Tanta la soddisfazione di mister Ronci, che analizza con lucidità il momento di crescita della sua squadra, capace di reagire alle difficoltà e invertire la rotta.
“Domenica abbiamo fatto una bella partita, sono molto contento della prestazione. Siamo riusciti a sbloccare il match e abbiamo creato diverse occasioni per raddoppiare. Non abbiamo concesso nulla agli avversari e, nel secondo tempo, abbiamo chiuso la gara portandola a casa. Abbiamo fatto esordire anche qualche ragazzo del 2009, per dare loro l’opportunità di mettersi in mostra”, spiega il tecnico marsicano.

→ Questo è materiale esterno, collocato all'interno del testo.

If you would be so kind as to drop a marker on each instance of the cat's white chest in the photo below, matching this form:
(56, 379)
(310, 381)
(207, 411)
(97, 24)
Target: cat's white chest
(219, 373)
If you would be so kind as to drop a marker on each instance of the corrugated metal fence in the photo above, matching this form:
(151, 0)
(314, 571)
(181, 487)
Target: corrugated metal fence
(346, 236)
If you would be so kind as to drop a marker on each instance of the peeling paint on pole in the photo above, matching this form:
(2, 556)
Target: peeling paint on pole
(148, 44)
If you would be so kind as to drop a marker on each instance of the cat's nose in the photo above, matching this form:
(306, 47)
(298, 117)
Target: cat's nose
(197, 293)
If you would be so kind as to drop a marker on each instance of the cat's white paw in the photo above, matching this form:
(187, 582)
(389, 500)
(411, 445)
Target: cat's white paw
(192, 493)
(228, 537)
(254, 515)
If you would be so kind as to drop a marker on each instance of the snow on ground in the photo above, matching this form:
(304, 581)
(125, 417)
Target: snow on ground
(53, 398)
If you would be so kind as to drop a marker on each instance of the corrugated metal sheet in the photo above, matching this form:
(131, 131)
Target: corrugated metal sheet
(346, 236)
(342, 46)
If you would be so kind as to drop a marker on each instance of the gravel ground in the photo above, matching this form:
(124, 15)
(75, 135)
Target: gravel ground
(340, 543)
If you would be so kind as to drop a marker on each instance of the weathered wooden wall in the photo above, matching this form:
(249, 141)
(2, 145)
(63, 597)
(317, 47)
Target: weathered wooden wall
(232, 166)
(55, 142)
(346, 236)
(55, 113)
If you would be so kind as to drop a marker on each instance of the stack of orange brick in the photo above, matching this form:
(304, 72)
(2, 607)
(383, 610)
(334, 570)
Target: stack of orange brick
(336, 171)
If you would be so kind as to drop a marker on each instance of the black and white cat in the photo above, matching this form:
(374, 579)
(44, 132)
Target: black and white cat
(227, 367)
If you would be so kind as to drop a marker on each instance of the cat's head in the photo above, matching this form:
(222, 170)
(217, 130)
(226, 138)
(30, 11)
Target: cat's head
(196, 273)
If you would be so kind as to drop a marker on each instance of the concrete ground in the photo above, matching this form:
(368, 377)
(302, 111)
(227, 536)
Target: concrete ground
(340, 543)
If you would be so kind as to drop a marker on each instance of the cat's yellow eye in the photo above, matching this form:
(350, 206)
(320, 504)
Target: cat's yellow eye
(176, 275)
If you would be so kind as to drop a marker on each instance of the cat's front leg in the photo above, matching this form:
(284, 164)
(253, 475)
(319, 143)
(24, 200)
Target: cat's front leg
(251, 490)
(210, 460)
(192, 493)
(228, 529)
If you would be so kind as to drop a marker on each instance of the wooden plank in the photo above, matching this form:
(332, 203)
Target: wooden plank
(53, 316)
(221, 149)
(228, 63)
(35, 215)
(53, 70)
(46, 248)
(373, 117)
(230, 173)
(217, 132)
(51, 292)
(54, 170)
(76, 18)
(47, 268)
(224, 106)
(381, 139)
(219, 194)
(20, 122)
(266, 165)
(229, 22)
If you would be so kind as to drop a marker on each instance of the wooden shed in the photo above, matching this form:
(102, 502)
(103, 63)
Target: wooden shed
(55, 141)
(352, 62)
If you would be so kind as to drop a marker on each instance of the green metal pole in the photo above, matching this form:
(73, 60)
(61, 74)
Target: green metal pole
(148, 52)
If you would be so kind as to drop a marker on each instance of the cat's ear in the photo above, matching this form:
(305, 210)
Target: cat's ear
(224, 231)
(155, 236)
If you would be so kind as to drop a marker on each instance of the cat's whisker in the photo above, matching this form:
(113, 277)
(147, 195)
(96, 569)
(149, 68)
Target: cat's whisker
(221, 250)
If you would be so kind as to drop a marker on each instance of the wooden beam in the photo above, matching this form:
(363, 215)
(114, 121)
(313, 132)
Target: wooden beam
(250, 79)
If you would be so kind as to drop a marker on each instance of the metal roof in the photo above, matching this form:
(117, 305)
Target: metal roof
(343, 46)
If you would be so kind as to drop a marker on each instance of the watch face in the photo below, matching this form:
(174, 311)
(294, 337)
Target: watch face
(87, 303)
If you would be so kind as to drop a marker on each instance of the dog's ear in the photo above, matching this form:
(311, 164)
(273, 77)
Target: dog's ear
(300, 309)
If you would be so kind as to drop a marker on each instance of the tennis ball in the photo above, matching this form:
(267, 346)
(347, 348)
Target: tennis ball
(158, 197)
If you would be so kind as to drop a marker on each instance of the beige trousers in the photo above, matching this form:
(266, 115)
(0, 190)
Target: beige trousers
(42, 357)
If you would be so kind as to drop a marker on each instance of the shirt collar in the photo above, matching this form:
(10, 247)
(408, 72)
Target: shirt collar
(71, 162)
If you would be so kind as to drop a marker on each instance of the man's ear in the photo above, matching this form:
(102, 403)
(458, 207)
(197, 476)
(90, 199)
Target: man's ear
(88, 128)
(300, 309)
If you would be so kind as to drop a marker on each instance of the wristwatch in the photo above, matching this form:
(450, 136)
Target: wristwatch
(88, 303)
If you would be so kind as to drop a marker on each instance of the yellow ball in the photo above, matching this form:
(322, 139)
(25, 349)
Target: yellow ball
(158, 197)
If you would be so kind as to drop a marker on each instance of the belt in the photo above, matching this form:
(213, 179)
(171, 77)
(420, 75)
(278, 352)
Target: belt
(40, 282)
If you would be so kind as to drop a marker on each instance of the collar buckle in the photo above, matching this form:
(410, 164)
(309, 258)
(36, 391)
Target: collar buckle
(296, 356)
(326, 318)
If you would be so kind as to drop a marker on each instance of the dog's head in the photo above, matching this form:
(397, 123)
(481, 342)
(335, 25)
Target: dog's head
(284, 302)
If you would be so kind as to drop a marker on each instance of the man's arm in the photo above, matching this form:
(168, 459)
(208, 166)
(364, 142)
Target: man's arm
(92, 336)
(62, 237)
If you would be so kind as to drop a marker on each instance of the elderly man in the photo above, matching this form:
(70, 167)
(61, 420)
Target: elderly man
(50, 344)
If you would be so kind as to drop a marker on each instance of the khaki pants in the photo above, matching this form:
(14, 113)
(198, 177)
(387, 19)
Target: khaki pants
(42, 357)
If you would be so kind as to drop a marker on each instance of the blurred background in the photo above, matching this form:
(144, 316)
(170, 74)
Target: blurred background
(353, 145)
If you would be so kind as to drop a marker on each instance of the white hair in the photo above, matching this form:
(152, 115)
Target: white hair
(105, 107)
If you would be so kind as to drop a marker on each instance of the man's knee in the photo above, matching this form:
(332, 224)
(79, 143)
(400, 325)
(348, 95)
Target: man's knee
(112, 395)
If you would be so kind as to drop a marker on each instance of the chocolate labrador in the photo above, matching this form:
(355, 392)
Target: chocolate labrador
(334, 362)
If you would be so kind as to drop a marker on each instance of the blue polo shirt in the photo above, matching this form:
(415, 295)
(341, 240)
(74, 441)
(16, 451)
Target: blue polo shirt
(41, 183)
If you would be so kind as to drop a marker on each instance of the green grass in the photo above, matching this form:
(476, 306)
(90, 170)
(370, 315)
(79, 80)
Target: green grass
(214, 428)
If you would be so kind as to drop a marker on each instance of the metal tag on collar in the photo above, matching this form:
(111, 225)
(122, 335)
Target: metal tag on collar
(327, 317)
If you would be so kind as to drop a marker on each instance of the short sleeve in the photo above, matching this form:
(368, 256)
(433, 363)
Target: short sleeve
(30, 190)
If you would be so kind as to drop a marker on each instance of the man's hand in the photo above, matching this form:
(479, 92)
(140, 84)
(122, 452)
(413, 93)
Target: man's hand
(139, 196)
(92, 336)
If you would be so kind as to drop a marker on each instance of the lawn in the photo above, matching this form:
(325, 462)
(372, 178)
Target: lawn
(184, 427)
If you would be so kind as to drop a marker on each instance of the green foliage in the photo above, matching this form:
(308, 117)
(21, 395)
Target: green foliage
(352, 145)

Con il quarto posto ormai consolidato, la salvezza – obiettivo dichiarato della stagione – appare sempre più vicina. Nonostante la classifica, però, la sfida contro il Paganica non era affatto da prendere alla leggera.
“La temevo – ammette Ronci – perché qualche settimana fa avevamo perso contro di loro nei 90 minuti di Coppa, vincendo poi ai rigori. Inoltre si sono rinforzati con diversi ragazzi arrivati da fuori. Non era una gara da sottovalutare ma i miei sono stati bravi a non concedere spazi e a portare a casa il risultato”.
Tra le insidie della vigilia anche le condizioni del terreno di gioco, reso pesante dalle piogge. “Temevamo il campo, molto allentato. Siamo una squadra più tecnica che fisica e su terreni così rischiamo di soffrire. Dal punto di vista strutturale possiamo andare in difficoltà, ma questa volta siamo stati bravi e abbiamo blindato i tre punti”.
Segnali incoraggianti, dunque, per l’Angizia Luco che, nel momento chiave della stagione, sembra aver ritrovato compattezza, fiducia e risultati.